FRAUDAR: Bounding Graph Fraud in the Face of Camouflage
Authors: Bryan Hooi, Hyun Ah Song, Alex Beutel, Neil Shah, Kijung Shin, Christos Faloutsos

This software is licensed under Apache License, Version 2.0 (the  "License");
you may not use this file except in compliance with the License.
You may obtain a copy of the License at

http://www.apache.org/licenses/LICENSE-2.0

Unless required by applicable law or agreed to in writing, software
distributed under the License is distributed on an "AS IS" BASIS,
WITHOUT WARRANTIES OR CONDITIONS OF ANY KIND, either express or implied.
See the License for the specific language governing permissions and
limitations under the License.

Version: 1.1
Date: June 12, 2018
Main Contact: Bryan Hooi (bhooi@andrew.cmu.edu)


FRAUDAR is designed to catch fraudulent blocks in graph datasets (e.g. a review graph, Twitter follow graph, etc.) in a camouflage-resistant way. 

It detects blocks that are unusually dense while having low column degree.

============ RUNNING FRAUDAR ON A TEST EXAMPLE ============

The simplest way to run FRAUDAR is to use run_greedy.py, e.g.:

			python run_greedy.py data/example.txt out/out

This requires the python dependencies numpy and scipy (which can either be installed on their own or through a bundle like Anaconda)

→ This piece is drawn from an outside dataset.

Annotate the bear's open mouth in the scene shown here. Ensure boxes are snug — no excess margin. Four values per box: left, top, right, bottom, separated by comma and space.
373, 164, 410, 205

The above command runs the greedy algorithm without node suspiciousness values on an example dataset (a sparse dataset with an injected 20 x 20 clique in the first 20 indices). As a result, the greedy algorithm should detect this 20 x 20 block. 

The first argument (data/example.csv) is the data file to use, while the second (out/out) is the location and filename to save the results. The output will be saved as "out/out.rows" and "out/out.cols", which are the set of rows and columns respectively in the block. 

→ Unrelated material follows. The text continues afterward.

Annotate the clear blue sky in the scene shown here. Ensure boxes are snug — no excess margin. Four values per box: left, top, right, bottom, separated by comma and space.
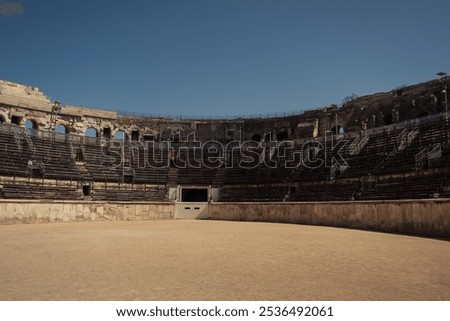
1, 0, 450, 117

*Optional*: If you want to include node suspiciousness values (i.e. obtained from some external source of information about how suspicious each node is), you can also add their path as a third argument: i.e.

	python run_greedy.py data/example.txt out/out data/susp

In this case the suspiciousness values (one value for each row and column) are stored as "data/susp.rows" and "data/susp.cols". 

A public amazon dataset, arts.csv used in the paper can be obtained from https://snap.stanford.edu/data/. The public twitter dataset used in the paper can be obtained from http://an.kaist.ac.kr/traces/WWW2010.html. 

============ FUNCTIONS IN GREEDY.PY ============

The main functions available for use in greedy.py are:

* readData: takes in the path to a file, which we read and then convert to a python sparse matrix. The input file should be a whitespace separated file of the form:

			(row_index) (col_index) (optional: 1)

(the "1" refers an edge weight of 1, but will be ignored since we assume an unweighted graph)

* aveDegree, sqrtWeightedAveDegree, and logWeightedAveDegree. For all of them, their first argument is the python sparse matrix of the form returned by readData. Their second *optional* argument is either None or a tuple (row_susp, col_susp), the node suspiciousness score vectors, which have length equal to the number of rows and columns respectively. We recommend the default of None (or not passing any 2nd argument), meaning no node suspiciousness, unless you have a clear idea of some external suspiciousness values to use. See run_greedy.py for an example. One possible use case is if the default is returning too large blocks and you want smaller and denser blocks, you can pass in constant positive vectors as node suspiciousness, which will tend to give smaller blocks. 

All these functions return a tuple ((row_indices, col_indices), score), i.e. the row and column indices of the detected block as well as the score value it receives. 

These functions only differ in the weighting scheme: aveDegree is unweighted (all edges have weight 1); sqrtWeightedAveDegree weights each edge by 1/sqrt(column degree) (i.e. column sum), while logWeightedAveDegree weights each weight by 1/log(column degree).

There are also some additional helper functions:

* subsetAboveDegree: remove all edges below a certain degree

* detectMultiple: for detecting multiple blocks

* shuffleMatrix: shuffle matrix rows and cols randomly

* injectCliqueCamo: inject a clique and various types of camouflage

* jaccard/getPrecision/getRecall/etc: various measures of the accuracy of the detected (row_indices, col_indices) tuple with respect to some ground truth tuple.